To better evaluate the overlay delay, we conducted an experiment that measures the computation time of the overlay process (imaging and imaging 3D waypoints on video frames). We evaluated the time cost when using different sets of path points (200-5000 points), where we randomly tuned the locations of these 3D points and repeated the experiment 300 times.
Finally, we presented the mean and standard deviation of the time cost. From the graph, it can be seen that when we provide the system with more points, the computation cost may increase and show a huge increase in time.
When using about 2600 points or less, we can achieve real-time processing (>30 Hz). In the case of our spike transfer task, the reinforcement learning policy will generate about 100 waypoints that cost only about 1 ms to image and overlay; This is easily sufficient for real-time visualization.
Based on the above results, the system we designed can efficiently overlay the trajectory on video frames to form a real-time augmented reality visualization, and this has great potential for more complex real-time realistic robot surgery teaching scene.
CONCLUSIONS AND FUTURE WORK
In this work, we give intelligence to AR by integrating an AI module as a path generation decision maker. The AI module is harnessed using reinforcement learning to learn policy-based operations and dynamically create the route based on the user’s task.
To provide immersive visualization and facilitate intuitive learning, the route plan is photographed and then overlaid on 3D video, helping the trainee visualize the smart instructions in augmented reality.
A simple and efficient calibration process is also designed with human-computer interaction to achieve coordinate calibration through the user interface.
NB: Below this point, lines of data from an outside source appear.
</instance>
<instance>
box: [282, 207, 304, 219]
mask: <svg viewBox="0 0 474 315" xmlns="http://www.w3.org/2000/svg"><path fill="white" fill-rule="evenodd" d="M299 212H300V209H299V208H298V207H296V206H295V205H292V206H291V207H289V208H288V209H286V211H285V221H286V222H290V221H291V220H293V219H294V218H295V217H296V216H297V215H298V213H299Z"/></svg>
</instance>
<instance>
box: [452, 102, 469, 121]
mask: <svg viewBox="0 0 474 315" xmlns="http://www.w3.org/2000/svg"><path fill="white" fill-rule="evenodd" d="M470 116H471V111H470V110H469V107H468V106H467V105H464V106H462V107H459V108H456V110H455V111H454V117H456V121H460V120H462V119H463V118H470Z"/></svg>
We experimented with surgical training in a spike transfer task, demonstrating the feasibility and potential of using AI-powered augmented reality in robotic surgery education.
In our future work, we will explore in more detail how to design and integrate additional AI and AR modules into the system, such as virtual instrument guidance, overlay of surgical workflow recognition results and instrument separation.
Moreover, we will integrate network communication to realize remote surgery education. Methods can also be included to measure the surgeon’s performance against an established “expert” pathway and conduct a user study to evaluate the effectiveness of the proposed system.